Who exactly are these 2500 scientists? To find out, I wrote the Secretariat of the United Nation’s Intergovernmental Panel on Climate Change, asking for their names and contact information. The Secretariat wrote back saying that the names are not public but that, in any case, the 2500 scientists were reviewers, not endorsers. These are not endorsers! These scientists are merely people who had offered their professional opinions on one or more of the numerous studies that had gone into the mix. Many agreed. Many, I knew, disagreed, because among the people I had profiled were some of the 2500 reviewers.
In other words, you’ve been had. And our governments have been had. There is no basis at all for the claim that there is a scientific consensus on climate change. The 2500 are not endorsers. They haven’t even been asked to endorse the UN conclusions.

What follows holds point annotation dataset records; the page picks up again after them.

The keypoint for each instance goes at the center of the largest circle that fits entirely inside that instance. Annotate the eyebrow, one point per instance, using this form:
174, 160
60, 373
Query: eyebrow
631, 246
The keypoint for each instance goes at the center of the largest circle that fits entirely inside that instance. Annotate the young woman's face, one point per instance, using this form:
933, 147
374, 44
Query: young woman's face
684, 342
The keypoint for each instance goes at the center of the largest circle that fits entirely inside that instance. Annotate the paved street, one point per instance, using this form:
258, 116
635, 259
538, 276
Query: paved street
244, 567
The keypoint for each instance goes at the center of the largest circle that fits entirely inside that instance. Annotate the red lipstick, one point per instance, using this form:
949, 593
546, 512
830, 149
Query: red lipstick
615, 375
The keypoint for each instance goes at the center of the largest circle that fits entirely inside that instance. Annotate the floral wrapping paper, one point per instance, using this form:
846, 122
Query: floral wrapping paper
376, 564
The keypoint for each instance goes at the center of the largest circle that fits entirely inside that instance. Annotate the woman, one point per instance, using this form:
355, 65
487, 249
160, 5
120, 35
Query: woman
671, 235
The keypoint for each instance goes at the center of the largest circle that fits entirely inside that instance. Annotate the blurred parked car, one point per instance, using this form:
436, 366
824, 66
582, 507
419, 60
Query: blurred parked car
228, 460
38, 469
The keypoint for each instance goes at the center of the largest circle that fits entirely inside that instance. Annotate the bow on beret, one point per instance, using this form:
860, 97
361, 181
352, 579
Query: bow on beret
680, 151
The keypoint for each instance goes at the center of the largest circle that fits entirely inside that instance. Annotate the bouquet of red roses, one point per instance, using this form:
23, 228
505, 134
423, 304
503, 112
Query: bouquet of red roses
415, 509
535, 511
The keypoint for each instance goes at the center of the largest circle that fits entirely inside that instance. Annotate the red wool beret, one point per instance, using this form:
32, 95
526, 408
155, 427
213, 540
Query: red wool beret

There is not only no consensus, there is no concrete evidence for harmful manmade climate change. There are only models, predicting what will happen to the climate 50 or 100 years from now, when the weatherman can’t even predict what will happen a few days from now. The most that can be fairly said is that there is a possibility — as yet unproven — that man is affecting the climate in a harmful way.
And yet, on the basis of no reliable evidence, and ignorance of the facts in the extreme, governments are making investments of billions upon billions of dollars. In Ontario, in our ignorance, we are abandoning coal plants, including some of the cleanest ones on the continent. We are reinvesting in nuclear, the cause of Ontario Hydro’s bankruptcy, and the potential cause of another bankruptcy in future.
This way lies madness. A sane energy policy would see an abandonment of nuclear in favour of clean coal technologies that can become much cleaner still. Clean coal has become both cheap and environmentally attractive, as well as conservation and some renewables. The sanest energy policy of all would be for the government to get our of the energy business and do what the UK did in 1989 — privatize the works and let the competitive market sort out the winners from the losers. As in the UK, the big loser in Ontario would be the nuclear industry. The big winners — and this would be very good news indeed — would be the taxpayers, the ratepayers and the environment.